QuEra’s 256-qubit analog-mode quantum computer Aquila has been available to the world since 2022 via an Analog Hamiltonian Simulation (AHS) service through Amazon Braket. It remains the only publicly accessible quantum computing service based on the neutral atom qubit technology, and among the most available and most reliable quantum devices on the cloud. This has enabled numerous use case studies spanning various customers and industries, and here we will highlight automotive, banking and HPC. In the meantime, QuEra is expanding its offerings into digital-mode quantum computing and on-premise HPC integration, both launching in 2025 with the next-generation machine at AIST in Japan.

Quantum Extreme Learning Machines (QELMs) adapt classical extreme learning machines for quantum computing, offering faster training with fewer features and potentially improved accuracy. This talk presents the applications of QELMs in an industrial caseand two real-world systems from the Norwegian public sector (Cancer Registry and Oslo City). It also discusses challenges, future research directions, and other planned applications.

Tensor networks, representing quantum states as connections of tensors, have the potential to efficiently express a wide range of quantum states. By combining such tensor network representations with Born machines that express various classical probability distributions as quantum states, we can develop generative models utilizing tensor networks. In this presentation, we will introduce examples of generative models based on tensor networks, their embedding into quantum circuits, and the activities of the Endowed Chair of Quantum Software at the University of Tokyo.

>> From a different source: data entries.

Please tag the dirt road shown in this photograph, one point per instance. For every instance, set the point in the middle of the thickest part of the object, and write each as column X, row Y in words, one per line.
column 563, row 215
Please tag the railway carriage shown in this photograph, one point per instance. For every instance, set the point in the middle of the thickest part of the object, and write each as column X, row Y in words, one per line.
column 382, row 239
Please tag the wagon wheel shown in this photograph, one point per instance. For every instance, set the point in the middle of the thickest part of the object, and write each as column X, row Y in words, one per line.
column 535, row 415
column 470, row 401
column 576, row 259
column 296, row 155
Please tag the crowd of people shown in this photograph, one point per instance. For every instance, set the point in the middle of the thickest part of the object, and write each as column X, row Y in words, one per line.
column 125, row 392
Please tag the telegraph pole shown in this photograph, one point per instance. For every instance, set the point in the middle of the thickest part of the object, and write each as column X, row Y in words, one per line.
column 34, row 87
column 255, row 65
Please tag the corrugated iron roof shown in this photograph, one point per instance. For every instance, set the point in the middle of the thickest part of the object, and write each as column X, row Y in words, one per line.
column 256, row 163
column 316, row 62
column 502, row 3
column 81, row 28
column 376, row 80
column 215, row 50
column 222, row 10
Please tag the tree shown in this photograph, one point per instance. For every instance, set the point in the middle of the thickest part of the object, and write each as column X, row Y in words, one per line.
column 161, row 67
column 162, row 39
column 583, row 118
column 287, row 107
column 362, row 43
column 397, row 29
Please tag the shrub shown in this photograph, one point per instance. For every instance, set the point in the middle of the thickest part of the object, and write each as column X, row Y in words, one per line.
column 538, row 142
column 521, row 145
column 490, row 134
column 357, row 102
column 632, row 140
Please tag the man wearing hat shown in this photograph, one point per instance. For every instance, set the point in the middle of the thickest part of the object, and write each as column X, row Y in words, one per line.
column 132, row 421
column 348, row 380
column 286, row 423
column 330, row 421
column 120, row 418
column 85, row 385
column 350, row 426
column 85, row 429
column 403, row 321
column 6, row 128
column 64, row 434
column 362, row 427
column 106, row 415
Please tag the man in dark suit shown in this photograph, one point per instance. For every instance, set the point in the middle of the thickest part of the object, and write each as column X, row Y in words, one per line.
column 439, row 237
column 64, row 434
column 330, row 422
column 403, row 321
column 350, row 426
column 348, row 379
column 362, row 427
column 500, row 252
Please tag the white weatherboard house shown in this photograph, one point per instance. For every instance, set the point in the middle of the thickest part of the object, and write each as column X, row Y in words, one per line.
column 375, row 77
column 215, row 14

We will introduce Deloitte Tohmatsu's efforts in research, ecosystem creation, and industry support. Among these, we will present specific examples of quantum circuit compression and algorithm research in the field of chemistry, which are expected to be challenging in the era of FTQC.

Q-CTRL’s Fire Opal helped Mitsubishi Chemical Corporation set new records for performance in quantum chemistry using quantum phase estimation (QPE). This case study introduces a quantum algorithm for energy gap estimation in materials, leveraging a quantum phase difference estimation (QPDE) approach and tensor network-based unitary compression. It aims to improve the efficiency of QPE by reducing gate overheads, which is crucial for large-scale simulations.

In this talk, we will present examples of research initiatives on quantum algorithms undertaken at the SoftBank research lab. Additionally, we will discuss our collaborative project with RIKEN on the development of a quantum-supercomputers hybrid platform.

OpenQase bridges the gap between quantum computing theory and practical business implementation through a comprehensive knowledge platform featuring structured learning paths, case studies, and interactive resources. This presentation introduces the platform's architecture and content organization designed to serve diverse stakeholders—from business leaders to technical practitioners—each following personalized journeys via persona-based, industry-specific, or algorithm-focused navigation. I will demonstrate how OpenQase democratizes quantum computing knowledge while providing actionable insights for organizations seeking to implement quantum solutions across various industries.

The semiconductor quantum computer is highly anticipated for the future due to the compatibility of its qubit fabrication process with conventional semiconductor manufacturing technologies. This talk will revie the key features of qubit devices, the current development status, and the forthcoming challenges.